A charitable response would be to compare Aberdeen with Godard’s Alphaville, in which intergalactic space travel was represented by deadpan shots of characters driving around the Paris priphrique at night: Aberdeen thus becomes less a granite city on a coast, that a state of mind – the end of the journey, the end of the line, the terminus, death. For Aberdeen is as much about emotional and internal journeys as it is about the negotiation of Britain’s motorways. It’s a firmly character-based piece in which the relationships between Tomas, Kaisa and Clive are the real focus.

This central trio present great opportunities for the actors, and it’s really their movie. All three achieve subtleties and layerings that go far beyond the stereotypes implied by plot synopsis: alcoholic dad, stroppy daughter, sensitive bloke. It’s hard to imagine anyone other than Skarsgard as Tomas – his transition from shambling, fuzzy, sweaty wreck to clean-shaven, smart-suited father/husband is careful, tentative (the scene where he orders iced water at a bar well-stocked with whiskies is the film’s highlight) and refreshingly free of actorly mannerism. But, as with Waves, he’s perhaps unlikely to receive the credit his efforts deserve, such is the ferocity with which Headey (from Yorkshire) grabs her showcase role. Coltish, angular, sensual, bold, with wounded eyes staring out from a boyishly pretty face, her Kaisa barrels the movie along with jagged bursts of energy, taking no prisoners in the boardroom, in the bedroom or on the street. Alongside such a powerhouse, Hart characteristically and wisely elects to underplay his role, emerging as the film’s one beacon of stability and common sense.

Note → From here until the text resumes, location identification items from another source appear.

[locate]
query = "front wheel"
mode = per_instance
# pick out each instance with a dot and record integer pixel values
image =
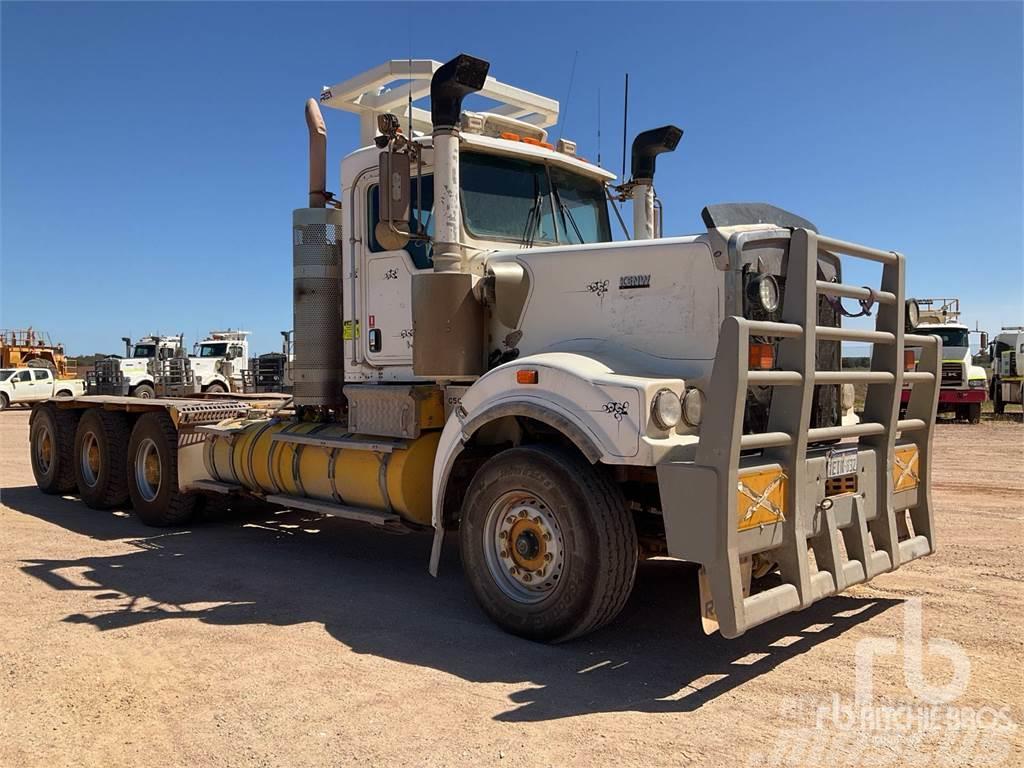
(153, 473)
(547, 544)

Skarsgard, Headey and Hart are never less than totally convincing even when, in the final scenes, the shifts in their relationships become more conventional and predictable – it’s just a bit too neat for the in-control Kaisa to crumble just as Tomas is sobering up and finally taking responsibility for himself. At this stage Molland’s limitations as scriptwriter and director become distractingly apparent. There’s a sudden and unwelcome shift to melodrama involving the police and a Class A drug that leads to a final scene set in a prison, in which Molland’s camera moves and lighting come straight from a very dog-eared Hollywood textbook. This section feels as though it’s strayed in from another film altogether, and it’s all the more surprising given the conscientious approach taken up to this point.

In fact, Molland is, if anything, rather too conscientious – his film, while it could be shorter, could also be a lot looser. I’m not suggesting he follows the dogme route of handheld cameras and the like, but Aberdeen suggests he’s scared to experiment and going with the flow, instead preferring to leave such risky volatility to his performers. This means that, while I’ll be lukewarm about seeing Molland’s next film, Skarsgard and Headey are definitely names to watch.